Destarte, confere-se a importância do acesso à justiça complementar, por intermédio da análise do Caso Simoni André Diniz, que foi levado ao conhecimento das Instâncias Internacionais no momento em que o ordenamento jurídico brasileiro mostrou-se insuficiente para protegê-la da discriminação racial da qual foi vítima.


3. A RESPONSABILIDADE INTERNACIONAL DO ESTADO E O CONTROLE DE CONVENCIONALIDADE DAS NORMAS INTERNAS


A violação dos Estados aos compromissos internacionais de proteção dos Direitos Humanos implica na responsabilidade internacional e as respectivas punições são determinadas por intermédio das condenações exaradas pelos Organismos Internacionais, que atuam no controle de convencionalidade.


A atribuição do Sistema Interamericano de Proteção dos Direitos Humanos conforme Galli e Dulitzy (2000, p. 56) esclarecem “é fazer valer a responsabilidade internacional dos Estados de respeitar e garantir o exercício dos direitos humanos”.


O fundamento para apresentação de denúncias de casos individuais perante a Comissão Interamericana deriva do princípio que impõe a responsabilidade dos Estados em razão dos compromissos internacionais decorrentes da ratificação dos instrumentos internacionais (Galli; Dulitzky, 2000, p. 56). Nesse contexto, o Estado fica subordinado ao dever de prestar contas à comunidade internacional sempre que solicitado por órgão de supervisão internacional quando ocorrem violações de direitos humanos em seu território. Feita a análise da defesa apresentada pelo Estado, incumbe aos organismos internacionais proferir a decisão sobre responsabilidade ou não pela violação de direitos humanos pelo Estado demandando, que resulta da ação direta de seus agentes ou da omissão do dever de garantia (Galli; Dulitzky, 2000, p. 56).


A responsabilidade internacional do Estado em razão do exercício do Poder Legislativo decorre da atuação do referido órgão em dissonância com os compromissos internacionais. Como elucida Ramos (2005, p. 56):


“[¼] nada impede que uma lei aprovada pelo Parlamento local viole os direitos humanos. Portanto, mesmo se as leis tiverem sido adotadas de acordo com a Constituição, e em um Estado democrático, isso não as exime do confronto com os dispositivos internacionais de proteção aos direitos humanos. A razão de ser do Direito Internacional dos Direitos Humanos é justamente oferecer uma garantia subsidiária e mínima aos indivíduos, em especial às minorias.”

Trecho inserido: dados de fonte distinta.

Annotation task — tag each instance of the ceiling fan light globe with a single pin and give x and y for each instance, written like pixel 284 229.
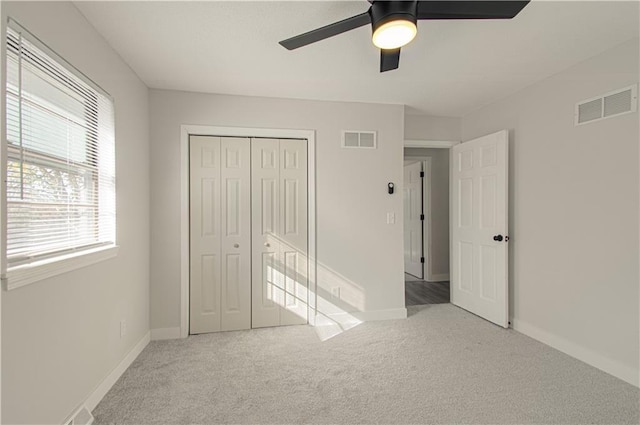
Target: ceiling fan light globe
pixel 394 34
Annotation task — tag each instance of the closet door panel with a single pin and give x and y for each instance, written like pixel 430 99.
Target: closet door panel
pixel 205 235
pixel 267 280
pixel 236 230
pixel 294 230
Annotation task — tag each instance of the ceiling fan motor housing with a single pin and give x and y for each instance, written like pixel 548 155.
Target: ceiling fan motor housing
pixel 385 11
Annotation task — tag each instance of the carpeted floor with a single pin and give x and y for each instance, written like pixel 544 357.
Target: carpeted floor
pixel 441 365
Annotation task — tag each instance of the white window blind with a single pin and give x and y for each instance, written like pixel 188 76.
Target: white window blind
pixel 60 155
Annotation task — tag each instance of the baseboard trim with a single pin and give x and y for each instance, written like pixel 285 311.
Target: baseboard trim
pixel 442 277
pixel 103 388
pixel 166 333
pixel 370 316
pixel 586 355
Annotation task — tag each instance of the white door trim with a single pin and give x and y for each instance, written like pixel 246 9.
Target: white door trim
pixel 206 130
pixel 430 143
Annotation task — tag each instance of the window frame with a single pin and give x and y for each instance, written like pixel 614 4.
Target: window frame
pixel 62 261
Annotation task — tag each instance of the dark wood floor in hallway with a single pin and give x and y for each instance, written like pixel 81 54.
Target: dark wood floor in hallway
pixel 419 292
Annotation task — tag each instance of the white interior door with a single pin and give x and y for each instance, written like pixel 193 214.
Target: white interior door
pixel 220 234
pixel 279 217
pixel 479 224
pixel 413 220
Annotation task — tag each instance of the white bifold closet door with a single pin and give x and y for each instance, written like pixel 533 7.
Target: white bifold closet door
pixel 279 236
pixel 220 216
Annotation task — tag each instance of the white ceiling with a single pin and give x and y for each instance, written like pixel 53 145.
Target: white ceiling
pixel 450 69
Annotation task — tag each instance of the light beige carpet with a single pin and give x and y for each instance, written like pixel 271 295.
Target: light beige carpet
pixel 441 365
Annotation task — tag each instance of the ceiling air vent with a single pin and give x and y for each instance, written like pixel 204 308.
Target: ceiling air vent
pixel 612 104
pixel 359 139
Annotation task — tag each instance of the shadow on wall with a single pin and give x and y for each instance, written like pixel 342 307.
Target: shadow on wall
pixel 287 285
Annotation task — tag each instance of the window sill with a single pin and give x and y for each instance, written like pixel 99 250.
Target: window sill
pixel 25 274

 Essa atuação das instâncias internacionais no questionamento sobre a compatibilidade ou não da atuação dos organismos internos decorre da prerrogativa internacional de controle de convencionalidade. Com efeito, quando se constata a existência de legislações incompatíveis com os Tratados Internacionais, segundo Ramos (2005, p. 56):


“[¼] forma-se, então, o chamado ‘controle de convencionalidade’ de leis perante o Direito Internacional dos Direitos Humanos. Há o crivo direto de leis internas em face da normatividade internacional dos direitos humanos, na medida em que sua aplicação possa constituir violação de um dos direitos assegurados pelos tratados de direitos humanos.”


Por conseguinte, de modo similar ao controle da constitucionalidade, as Cortes Internacionais detêm a competência para efetuar o controle da convencionalidade de modo a exigir dos Estados a compatibilização sob pena de gerar a responsabilidade internacional por violação de direitos humanos em face às incompatibilidades entre as Convenções e a legislação interna.


Para Nikken (2008, p. 4) da ratificação das convenções internacionais advêm as obrigações legislativas, entre as quais, o dever, por exemplo, de respeitar a reserva legal. Dentro desta modalidade de obrigação insere-se a de compatibilizar o Direito interno aos termos das Convenções em matéria de direitos humanos, em consonância com as determinações dos artigos 2 da Convenção Americana sobre os Direitos Humanos e 2.2 do Pacto Internacional de Direitos Civis e Políticos.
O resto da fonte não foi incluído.